In terms of number of buttons, the most basic one is Arcane. They rotationally use Arcane Blast spam, weave in Arcane Missiles every few GCDs as Clearcasting procs, and occasionally drop their charges via Arcane Barrage (how often they do this depends on their build, mana level, and gear). During their burst phase, however, Arcane Barrage is not used, reducing it to only two buttons.
That said, Arcane actually requires attention paid to mana, and judgement calls on when charges should be dumped and when they should be retained. The entire rotation is about balancing mana costs versus damage bonuses, and thus isn’t really that “simple”.
Beast Mastery has a fairly simple rotation as well. They only use 3-4 buttons, depending on build: Kill Command, Cobra Shot, Barbed Shot, and if taken, Chimera Shot (which has fallen out of favor over the last tier or so). In BfA at least, BM largely doesn’t have to pay attention to focus, and they cast Barbed Shot exclusively for the buff, not for the focus restoration effect. Their only real complexity is ensuring Kill Command is cast on cooldown, and aiming to cast Barbed Shot as close to it expiring as possible, to give the highest uptime on the buff at 3 stacks as they can. The dominant build, Dance of Death, makes this much easier, however, by substantially increases the chance of regaining a Barbed Shot charge on an auto-shot crit (combined with stacking a boatload of crit chance).
On the other end, Affliction with 8 rotational buttons in the dominant single target build: Agony, Corruption, Siphon Life, Unstable Affliction, Shadow Bolt, Haunt, Phantom Singularity, and Deathbolt. However, their rotation is honestly rather boring, as it can easily be described as “refresh all of your DoTs if they are below 30% duration remaining, use Haunt, Phantom Singularity, and Deathbolt on cooldown, and spam Shadow Bolt if you have nothing better to do”. The only real depth to it is refreshing your DoTs and dumping shards into UAs every 30s for Deathbolt, and otherwise aiming for high UA uptime due to its 10% damage bonus while active. Most warlocks I know kinda hate Aff’s rotation, though fortunately it sounds like it’s changing pretty considerably in Shadowlands.

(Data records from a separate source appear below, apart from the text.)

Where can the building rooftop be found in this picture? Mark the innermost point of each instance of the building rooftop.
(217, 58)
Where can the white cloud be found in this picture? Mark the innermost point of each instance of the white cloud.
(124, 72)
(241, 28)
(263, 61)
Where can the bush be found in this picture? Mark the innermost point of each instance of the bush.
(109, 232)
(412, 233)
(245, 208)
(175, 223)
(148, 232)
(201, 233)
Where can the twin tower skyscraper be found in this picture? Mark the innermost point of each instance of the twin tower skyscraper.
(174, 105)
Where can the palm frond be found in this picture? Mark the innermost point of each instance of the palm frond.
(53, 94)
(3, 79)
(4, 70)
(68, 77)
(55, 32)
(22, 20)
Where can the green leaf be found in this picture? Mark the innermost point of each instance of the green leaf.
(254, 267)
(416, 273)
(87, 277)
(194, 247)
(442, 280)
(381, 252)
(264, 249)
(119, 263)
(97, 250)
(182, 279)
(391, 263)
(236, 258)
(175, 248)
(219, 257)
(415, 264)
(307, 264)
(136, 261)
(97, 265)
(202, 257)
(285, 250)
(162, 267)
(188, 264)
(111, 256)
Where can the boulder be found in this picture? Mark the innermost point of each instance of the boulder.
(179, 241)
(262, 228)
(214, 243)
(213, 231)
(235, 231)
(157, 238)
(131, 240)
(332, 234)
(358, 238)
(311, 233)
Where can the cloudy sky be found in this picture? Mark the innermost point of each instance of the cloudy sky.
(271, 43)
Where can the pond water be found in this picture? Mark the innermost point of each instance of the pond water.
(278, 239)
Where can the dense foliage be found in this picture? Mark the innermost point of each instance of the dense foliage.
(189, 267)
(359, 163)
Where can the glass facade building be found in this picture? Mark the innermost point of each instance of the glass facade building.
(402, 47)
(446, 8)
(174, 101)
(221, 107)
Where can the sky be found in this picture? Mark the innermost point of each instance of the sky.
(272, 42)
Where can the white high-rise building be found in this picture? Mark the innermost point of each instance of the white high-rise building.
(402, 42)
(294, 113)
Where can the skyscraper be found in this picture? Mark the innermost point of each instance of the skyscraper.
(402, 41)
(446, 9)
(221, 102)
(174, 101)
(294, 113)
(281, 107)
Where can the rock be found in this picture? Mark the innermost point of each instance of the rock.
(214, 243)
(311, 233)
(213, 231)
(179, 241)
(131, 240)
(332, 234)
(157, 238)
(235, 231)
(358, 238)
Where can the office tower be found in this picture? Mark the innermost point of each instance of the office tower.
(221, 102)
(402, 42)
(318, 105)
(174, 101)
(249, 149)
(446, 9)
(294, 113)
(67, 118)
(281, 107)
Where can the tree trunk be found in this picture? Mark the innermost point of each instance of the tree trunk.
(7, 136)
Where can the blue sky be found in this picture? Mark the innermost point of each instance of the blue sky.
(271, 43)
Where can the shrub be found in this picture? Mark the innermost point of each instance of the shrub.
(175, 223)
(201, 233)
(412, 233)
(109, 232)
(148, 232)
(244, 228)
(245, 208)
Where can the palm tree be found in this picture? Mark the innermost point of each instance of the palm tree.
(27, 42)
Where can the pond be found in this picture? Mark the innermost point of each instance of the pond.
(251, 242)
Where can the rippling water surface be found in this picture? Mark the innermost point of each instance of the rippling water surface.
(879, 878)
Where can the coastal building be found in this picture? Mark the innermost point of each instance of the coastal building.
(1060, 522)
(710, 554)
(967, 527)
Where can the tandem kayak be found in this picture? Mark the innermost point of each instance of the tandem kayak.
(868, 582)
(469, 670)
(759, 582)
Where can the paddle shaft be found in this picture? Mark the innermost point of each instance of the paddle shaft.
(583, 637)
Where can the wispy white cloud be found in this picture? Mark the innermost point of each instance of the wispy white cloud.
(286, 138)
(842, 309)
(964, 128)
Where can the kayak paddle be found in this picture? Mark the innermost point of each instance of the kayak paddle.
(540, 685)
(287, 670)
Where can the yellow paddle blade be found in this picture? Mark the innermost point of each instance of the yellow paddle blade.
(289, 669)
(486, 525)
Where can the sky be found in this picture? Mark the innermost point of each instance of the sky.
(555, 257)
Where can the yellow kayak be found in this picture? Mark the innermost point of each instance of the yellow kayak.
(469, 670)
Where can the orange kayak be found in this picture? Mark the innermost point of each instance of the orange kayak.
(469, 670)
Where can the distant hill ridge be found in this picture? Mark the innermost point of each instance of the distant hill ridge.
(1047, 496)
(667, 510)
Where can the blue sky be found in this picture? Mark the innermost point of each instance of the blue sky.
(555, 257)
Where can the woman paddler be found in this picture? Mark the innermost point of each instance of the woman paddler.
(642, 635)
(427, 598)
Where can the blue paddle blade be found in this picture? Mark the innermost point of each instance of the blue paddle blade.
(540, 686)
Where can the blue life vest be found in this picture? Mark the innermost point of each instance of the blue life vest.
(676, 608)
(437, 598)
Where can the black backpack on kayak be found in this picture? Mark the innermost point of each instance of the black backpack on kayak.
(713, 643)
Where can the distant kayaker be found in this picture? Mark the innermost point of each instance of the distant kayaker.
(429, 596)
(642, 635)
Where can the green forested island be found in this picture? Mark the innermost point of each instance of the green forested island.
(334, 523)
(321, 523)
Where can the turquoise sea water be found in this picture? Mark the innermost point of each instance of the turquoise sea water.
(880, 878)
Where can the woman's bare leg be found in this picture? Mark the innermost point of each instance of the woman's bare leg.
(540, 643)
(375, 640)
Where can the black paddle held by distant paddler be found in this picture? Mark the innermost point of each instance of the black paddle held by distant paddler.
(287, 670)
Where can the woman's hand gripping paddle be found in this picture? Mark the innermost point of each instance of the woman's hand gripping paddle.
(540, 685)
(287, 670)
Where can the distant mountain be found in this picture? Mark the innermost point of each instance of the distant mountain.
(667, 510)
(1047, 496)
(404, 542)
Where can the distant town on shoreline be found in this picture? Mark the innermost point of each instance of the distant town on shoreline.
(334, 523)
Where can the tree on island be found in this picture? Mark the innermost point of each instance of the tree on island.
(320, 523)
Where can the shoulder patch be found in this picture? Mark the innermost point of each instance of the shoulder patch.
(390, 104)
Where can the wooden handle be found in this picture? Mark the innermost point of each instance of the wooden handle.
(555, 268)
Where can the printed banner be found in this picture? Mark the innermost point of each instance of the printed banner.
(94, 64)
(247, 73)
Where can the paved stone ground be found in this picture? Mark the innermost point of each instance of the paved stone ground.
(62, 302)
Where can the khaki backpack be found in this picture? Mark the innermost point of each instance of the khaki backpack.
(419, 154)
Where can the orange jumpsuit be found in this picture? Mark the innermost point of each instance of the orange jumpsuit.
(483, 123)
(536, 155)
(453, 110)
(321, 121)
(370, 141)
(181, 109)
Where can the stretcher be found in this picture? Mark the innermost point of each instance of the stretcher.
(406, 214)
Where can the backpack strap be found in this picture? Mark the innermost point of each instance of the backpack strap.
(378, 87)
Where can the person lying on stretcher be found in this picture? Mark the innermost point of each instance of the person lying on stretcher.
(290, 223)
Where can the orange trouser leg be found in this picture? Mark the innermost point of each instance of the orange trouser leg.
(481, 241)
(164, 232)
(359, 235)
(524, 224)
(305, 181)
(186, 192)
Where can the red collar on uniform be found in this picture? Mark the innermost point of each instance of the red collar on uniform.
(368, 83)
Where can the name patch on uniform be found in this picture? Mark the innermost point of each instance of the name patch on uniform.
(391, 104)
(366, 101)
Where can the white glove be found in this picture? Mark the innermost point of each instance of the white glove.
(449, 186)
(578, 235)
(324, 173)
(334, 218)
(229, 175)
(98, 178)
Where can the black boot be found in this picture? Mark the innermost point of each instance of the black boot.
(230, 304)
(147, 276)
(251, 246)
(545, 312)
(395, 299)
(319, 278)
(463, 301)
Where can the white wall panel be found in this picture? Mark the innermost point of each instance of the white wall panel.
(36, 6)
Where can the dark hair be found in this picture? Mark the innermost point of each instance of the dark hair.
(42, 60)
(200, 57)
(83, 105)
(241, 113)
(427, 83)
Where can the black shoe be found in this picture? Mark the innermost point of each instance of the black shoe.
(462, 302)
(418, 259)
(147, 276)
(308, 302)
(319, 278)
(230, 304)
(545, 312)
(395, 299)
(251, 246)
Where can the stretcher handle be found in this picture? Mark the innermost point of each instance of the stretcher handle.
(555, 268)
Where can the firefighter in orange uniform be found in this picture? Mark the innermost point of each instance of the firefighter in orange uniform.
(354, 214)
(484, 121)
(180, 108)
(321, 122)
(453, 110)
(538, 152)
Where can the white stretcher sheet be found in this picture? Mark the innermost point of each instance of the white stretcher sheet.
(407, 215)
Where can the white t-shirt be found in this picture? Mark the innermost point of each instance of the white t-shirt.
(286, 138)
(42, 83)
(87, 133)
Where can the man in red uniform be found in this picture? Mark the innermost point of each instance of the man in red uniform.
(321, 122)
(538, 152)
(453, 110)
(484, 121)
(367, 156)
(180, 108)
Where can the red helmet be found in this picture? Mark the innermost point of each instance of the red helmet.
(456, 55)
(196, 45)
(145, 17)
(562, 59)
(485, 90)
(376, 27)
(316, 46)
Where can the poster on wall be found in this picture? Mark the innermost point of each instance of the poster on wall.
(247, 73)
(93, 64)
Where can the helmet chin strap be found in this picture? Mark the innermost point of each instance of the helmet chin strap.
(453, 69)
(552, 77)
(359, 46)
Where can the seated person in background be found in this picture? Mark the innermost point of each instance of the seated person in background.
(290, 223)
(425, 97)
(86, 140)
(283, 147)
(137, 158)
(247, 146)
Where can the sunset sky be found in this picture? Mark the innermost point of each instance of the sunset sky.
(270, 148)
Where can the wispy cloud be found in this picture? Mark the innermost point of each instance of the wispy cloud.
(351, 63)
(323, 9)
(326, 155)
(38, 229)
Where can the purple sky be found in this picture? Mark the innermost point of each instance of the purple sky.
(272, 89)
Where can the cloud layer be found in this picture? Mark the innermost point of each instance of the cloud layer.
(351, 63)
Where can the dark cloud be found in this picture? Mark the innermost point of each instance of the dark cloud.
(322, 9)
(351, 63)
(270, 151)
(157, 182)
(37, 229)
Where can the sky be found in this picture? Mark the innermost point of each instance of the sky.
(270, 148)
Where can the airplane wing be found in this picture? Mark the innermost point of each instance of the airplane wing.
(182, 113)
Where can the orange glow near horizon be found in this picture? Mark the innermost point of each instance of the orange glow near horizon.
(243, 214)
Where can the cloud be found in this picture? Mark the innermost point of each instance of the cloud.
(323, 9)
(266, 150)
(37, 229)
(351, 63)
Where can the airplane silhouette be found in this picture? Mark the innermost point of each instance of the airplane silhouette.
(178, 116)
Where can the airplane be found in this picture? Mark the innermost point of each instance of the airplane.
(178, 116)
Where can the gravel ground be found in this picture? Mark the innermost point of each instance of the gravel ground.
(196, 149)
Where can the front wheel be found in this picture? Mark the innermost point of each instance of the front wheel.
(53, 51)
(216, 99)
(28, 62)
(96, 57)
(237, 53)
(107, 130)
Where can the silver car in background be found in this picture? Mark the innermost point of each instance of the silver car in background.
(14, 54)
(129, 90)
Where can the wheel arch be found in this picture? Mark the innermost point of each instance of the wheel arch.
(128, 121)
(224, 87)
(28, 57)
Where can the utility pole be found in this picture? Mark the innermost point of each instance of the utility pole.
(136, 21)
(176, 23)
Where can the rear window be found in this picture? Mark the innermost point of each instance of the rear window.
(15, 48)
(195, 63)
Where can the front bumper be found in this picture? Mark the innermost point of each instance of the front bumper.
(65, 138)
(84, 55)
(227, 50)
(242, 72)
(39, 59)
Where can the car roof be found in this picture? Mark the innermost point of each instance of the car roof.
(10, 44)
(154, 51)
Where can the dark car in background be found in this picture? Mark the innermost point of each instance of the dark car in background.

Feral has only 5 rotational buttons (Shred, Rake, Rip, Ferocious Bite, Tiger’s Fury), same as us, but their rotation arguably has some of the most complexity to it due to the snapshoting mechanic on Tiger’s Fury’s damage buff (bleeds applied while it is active retain the damage bonus for the duration of the bleed, unlike nearly every other damage buff in the game). Add in complexity-increasing effects like the Blood Talons talent (requiring them to weave in Regrowth casts at specific times to buff their damage further) and Wild Fleshrending (adding Thrash to the primary rotation), and theirs is a highly complex DPS rotation, despite the number of buttons.
Anyway, longwinded way to say, number of buttons isn’t really a good indicator of rotational complexity. Affliction has more than Feral, but Feral is wildly more complex. Arcane has fewer than Havoc or BM, but Arcane is rather more complex than either.
If anything, they’re likely to continue dumbing it down. They did just announce official support for console controllers, after all, and you can’t have too many rotational buttons if you’re going to be able to do them on controllers.